В штреке будущего транспортно-кабельного тоннеля встречаюсь с двумя инженерами. Федор Пальчиков приехал сюда из ереванского «Гидроспецстроя» совсем недавно. А Нгуен Куанг Хоа, сын крестьянина из провинции Внньфу, работает в Хоабине уже шесть лет. После окончания Ханойского политехнического института он побывал на двухмесячной стажировке в СССР. Вернулся на родину, но и здесь в своей ежедневной работе постоянно сотрудничает с советскими людьми.

Не только инженеры и техники прошли школу в СССР. Я подошел к сварщику, работавшему рядом с тоннелем. Начал говорить с ним по-вьетнамски, а он в ответ, улыбаясь, — по-русски:

— Меня зовут Фам Ван Зунг. Работаю здесь с 1978 года, а до этого учился в Ташкентском ПТУ № 57.

Формирование рабочего класса в аграрной стране не такое уж простое дело. Для этого недостаточно поставить крестьянина к станку или посадить к рычагам экскаватора, показав, как с ними обращаться. Нужна определенная индустриальная культура. В развитой стране человек с детства видит вокруг себя технику, она наполняет игры ребенка, его быт. Крестьянскому пареньку во Вьетнаме приходится начинать это приобщение уже в зрелом возрасте. Остатки психологии крестьянина и мелкого ремесленника еще сильны в сегодняшнем рабочем классе Вьетнама.

За пятилетку 1976–1980 годов численность рабочего класса Вьетнама выросла на 40,7 процента, а квалифицированных рабочих — на 60,3 процента. Рабочие производят 39 процентов национального дохода. Эти цифры уже сами по себе говорят о быстрых социальных переменах. Но средний разряд остается низким, навыки не подкреплены широтой знаний. Только половина этого числа новых рабочих прошла подготовку в ПТУ. Остальные обучались в работе.

Поэтому огромное значение имеют крупные стройки советско-вьетнамского экономического сотрудничества. Не только профессиональное обучение, но и просто ежедневное общение с советскими специалистами, восприятие их стиля работы формируют новый рабочий класс Вьетнама.

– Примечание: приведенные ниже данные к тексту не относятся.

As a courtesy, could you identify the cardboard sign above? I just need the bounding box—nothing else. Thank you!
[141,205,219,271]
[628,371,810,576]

Он растет на угольных карьерах Куангнння, в цехах цементного завода Бимшон, суперфосфатного Ламтхао и на десятках других объектов социалистической индустриализации.

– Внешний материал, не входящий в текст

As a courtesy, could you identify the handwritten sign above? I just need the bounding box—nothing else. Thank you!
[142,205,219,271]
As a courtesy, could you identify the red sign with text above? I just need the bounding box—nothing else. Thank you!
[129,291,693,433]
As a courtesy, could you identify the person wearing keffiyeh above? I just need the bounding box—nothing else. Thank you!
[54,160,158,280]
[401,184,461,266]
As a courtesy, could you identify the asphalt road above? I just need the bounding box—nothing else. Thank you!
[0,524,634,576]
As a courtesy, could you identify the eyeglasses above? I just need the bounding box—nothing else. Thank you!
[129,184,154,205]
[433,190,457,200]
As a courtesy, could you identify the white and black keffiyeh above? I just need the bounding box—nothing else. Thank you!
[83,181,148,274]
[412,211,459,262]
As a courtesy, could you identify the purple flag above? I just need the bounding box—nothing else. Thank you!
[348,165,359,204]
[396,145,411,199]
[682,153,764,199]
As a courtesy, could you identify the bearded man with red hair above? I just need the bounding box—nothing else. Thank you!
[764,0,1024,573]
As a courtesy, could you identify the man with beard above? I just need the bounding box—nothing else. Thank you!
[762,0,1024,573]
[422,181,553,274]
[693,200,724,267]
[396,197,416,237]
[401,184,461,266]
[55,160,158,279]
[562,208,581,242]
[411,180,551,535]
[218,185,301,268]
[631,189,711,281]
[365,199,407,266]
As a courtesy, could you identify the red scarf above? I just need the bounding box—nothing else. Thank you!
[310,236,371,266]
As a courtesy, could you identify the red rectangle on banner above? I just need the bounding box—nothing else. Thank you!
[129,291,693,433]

Если же говорить о воздействии общения и современной среды, то трудно переоценить посылку тысяч вьетнамских юношей и девушек на учебу в ПТУ и долгосрочную стажировку на предприятиях Советского Союза и других социалистических стран. Там они приобретают профессии в узком смысле этого слова. Там они становятся рабочими современного производства, которые не только трудятся на современных промышленных предприятиях, но и все 24 часа в сутки в течение нескольких лет живут в среде социалистического индустриального общества. Что ни говори, сам быт и даже досуг влияют на психологию, отношение к труду. Рабочий, который восемь часов стоит у станка, а остальные 16 часов живет заботами крестьянской семьи в деревенском доме — это еще не совсем рабочий. Вернувшись на родину квалифицированными специалистами, дети крестьянских общин принесут с собой новые производственные отношения, положат начало новым традициям.

* * *

Вьетнамец ведет отсчет своей жизни с деревни. «Бамбуковая крепость», окруженная водой, пронесла через века национальные традиции вьетнамского народа, не покорилась влияниям чужеземных захватчиков и самозваных опекунов. Выходцы из старой общины в дельте Красной реки перенесли с собой эти традиции на новые земли Юга, в города. И в Ханое, и в самом далеком уезде «южного полюса» Вьетнама — провинции Миньхай мы находим черты древней Нгуенса. Несмотря на различия в языке, поселениях, орудиях труда, темпераменте и даже внешнем облике, вьетнамец везде остается вьетнамцем. Северянин не чувствует себя чужим в дельте Меконга, и наоборот.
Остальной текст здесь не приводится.